John Cleland, Mémoires de Fanny Hill, Femme de plaisir, L’Œuvre de John Cleland (Avec des documents sur la vie à Londres au XVIIIe siècle, et notamment la Vie galante d’après les SÉRAILS DE LONDRES), Introduction, essai bibliographique par Guillaume Apollinaire, Ouvrage orné de six compositions d’après la suite gravée par William Hogarth : La destinée d’une Courtisane, Bibliothèque des Curieux, Collection « Les Maîtres de l’amour », Paris, 1914.
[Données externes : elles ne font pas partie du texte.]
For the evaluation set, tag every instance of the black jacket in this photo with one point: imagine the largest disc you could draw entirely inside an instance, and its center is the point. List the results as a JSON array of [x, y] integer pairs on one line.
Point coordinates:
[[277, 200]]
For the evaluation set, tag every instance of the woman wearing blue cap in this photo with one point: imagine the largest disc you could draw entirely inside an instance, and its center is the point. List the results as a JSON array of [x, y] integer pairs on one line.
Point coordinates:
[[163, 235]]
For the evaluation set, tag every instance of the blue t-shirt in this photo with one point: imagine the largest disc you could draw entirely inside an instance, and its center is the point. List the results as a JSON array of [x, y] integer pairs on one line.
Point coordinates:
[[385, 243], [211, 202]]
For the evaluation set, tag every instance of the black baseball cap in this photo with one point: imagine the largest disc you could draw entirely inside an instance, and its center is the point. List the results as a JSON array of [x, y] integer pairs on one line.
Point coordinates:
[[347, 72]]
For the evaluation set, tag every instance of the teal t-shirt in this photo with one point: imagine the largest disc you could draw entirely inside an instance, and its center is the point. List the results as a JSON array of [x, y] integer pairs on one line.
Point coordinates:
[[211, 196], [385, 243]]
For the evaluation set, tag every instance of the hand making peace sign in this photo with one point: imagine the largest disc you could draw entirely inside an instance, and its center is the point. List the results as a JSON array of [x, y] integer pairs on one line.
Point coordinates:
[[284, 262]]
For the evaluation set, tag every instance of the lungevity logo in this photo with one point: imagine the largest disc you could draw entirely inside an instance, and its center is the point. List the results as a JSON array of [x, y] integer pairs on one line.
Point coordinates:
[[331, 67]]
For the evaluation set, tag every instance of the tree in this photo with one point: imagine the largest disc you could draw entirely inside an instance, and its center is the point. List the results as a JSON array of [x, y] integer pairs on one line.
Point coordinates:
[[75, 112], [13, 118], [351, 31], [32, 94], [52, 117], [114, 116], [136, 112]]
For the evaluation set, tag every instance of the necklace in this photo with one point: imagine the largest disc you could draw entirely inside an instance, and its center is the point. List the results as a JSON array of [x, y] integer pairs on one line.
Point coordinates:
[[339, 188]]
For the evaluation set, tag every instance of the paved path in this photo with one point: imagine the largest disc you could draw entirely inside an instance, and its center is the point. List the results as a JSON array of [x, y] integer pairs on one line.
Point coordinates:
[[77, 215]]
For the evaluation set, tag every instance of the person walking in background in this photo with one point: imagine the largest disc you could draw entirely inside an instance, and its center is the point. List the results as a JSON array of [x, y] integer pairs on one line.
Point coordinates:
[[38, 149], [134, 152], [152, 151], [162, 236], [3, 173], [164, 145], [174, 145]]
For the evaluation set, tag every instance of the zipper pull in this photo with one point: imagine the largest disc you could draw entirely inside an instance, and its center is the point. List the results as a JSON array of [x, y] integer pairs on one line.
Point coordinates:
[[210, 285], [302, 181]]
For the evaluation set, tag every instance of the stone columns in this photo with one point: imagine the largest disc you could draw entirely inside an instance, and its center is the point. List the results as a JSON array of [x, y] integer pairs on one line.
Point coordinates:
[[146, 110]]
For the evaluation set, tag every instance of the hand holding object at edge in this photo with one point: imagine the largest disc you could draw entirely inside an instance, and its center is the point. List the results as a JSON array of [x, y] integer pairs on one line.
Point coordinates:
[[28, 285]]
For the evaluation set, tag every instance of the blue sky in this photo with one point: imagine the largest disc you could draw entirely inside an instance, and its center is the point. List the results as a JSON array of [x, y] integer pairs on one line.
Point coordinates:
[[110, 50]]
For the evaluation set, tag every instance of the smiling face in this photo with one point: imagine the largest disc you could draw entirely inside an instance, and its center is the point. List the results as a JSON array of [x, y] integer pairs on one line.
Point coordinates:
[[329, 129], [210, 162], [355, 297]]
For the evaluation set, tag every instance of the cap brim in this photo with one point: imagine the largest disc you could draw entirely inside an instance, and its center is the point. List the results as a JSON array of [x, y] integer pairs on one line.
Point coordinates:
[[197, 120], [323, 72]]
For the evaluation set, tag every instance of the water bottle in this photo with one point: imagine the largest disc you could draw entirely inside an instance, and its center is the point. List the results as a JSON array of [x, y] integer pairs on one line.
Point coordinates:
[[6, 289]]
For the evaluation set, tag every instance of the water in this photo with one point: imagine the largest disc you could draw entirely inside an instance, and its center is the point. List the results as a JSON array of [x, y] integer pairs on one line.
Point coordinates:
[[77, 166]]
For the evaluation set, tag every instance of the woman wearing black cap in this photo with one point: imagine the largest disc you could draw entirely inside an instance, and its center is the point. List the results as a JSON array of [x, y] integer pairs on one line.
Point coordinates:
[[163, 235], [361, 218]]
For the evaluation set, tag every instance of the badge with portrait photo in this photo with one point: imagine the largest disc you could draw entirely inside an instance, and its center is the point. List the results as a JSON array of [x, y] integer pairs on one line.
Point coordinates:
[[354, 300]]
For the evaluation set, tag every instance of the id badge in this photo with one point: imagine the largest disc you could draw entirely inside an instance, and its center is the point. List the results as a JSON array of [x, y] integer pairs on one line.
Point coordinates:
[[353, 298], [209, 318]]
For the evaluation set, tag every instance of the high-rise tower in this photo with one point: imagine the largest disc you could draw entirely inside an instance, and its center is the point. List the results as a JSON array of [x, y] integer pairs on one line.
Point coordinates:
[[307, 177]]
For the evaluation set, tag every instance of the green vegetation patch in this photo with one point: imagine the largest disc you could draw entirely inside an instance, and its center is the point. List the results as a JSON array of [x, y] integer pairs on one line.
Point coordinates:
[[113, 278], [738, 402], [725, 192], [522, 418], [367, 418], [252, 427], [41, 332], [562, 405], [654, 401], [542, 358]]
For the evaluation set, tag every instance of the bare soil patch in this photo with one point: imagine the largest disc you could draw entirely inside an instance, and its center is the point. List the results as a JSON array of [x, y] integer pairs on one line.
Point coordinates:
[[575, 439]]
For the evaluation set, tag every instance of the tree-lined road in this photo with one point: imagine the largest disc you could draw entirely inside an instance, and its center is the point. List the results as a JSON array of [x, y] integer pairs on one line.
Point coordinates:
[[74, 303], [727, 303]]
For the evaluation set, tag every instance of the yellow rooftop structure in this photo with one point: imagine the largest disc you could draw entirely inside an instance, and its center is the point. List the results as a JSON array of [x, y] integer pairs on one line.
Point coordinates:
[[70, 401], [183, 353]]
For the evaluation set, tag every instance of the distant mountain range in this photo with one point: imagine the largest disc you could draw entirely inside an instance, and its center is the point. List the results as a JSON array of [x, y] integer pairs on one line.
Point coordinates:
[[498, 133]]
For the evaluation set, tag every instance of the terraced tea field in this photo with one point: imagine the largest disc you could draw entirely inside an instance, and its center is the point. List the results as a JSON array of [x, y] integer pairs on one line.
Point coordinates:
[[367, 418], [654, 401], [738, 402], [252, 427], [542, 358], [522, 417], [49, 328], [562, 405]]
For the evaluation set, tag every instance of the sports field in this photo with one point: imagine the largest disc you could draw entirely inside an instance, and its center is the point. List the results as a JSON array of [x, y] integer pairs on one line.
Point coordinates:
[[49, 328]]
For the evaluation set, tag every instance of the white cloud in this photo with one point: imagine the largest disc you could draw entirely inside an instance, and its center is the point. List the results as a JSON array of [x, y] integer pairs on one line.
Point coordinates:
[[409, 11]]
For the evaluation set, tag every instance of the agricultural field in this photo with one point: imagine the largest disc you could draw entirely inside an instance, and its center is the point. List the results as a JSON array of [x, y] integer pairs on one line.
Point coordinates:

  • Mémoires de Fanny Hill, Femme de plaisir

    Triomphe de l’amour et épilogue moral

    Lettre deuxième (huitième partie — épilogue)

    par John Cleland

    « À peine fus-je cependant établie dans ma nouvelle demeure que, me promenant un matin à la campagne, accompagnée de ma servante, et me divertissant sous les arbres, je fus alarmée par le bruit d’une toux violente. Tournant la tête, je vis un gentleman d’un certain âge, très bien mis, qui semblait suffoquer par une oppression de poitrine, ayant le visage aussi noir qu’un nègre. Suivant les observations que j’avais faites sur cette maladie, je défis sa cravate et le frappai dans le dos, ce qui le rendit à lui-même. Il me remercia avec, emphase du service que je venais de lui rendre, disant que je lui avais sauvé la vie. Ceci fit naturellement naître une conversation, dans laquelle il m’apprit sa demeure, qui se trouvait fort éloignée de la mienne.
    Quoiqu’il semblait n’avoir que quarante-cinq ans, il en avait néanmoins plus de soixante, ce qui venait d’une couleur fraîche et d’une excellente complexion. Quant à sa naissance et à sa condition, son père, qui était mécanicien, mourut fort pauvre et le laissa aux soins delà paroisse, d’où il s’était mis dans un comptoir à Cadix, où, par son active intelligence, il avait non seulement fait sa fortune, mais acquis des biens immenses, avec lesquels il retourna dans sa patrie, où il ne put jamais découvrir aucun de ses parents, tant son extraction avait été obscure. Il prit donc le parti de la retraite et vivait dans une opulence honnête et sans faste, regardant avec dédain un monde dont il connaissait parfaitement les détours.
    Comme je veux vous écrire une lettre particulière touchant la connaissance que je fis avec cet ami estimable, je ne vous en dirai ici qu’autant qu’il en faut pour servir de connexion à mon histoire et pour obvier à la surprise que cette aventure vous causera. » (John Cleland, Mémoires de Fanny Hill, Femme de plaisir).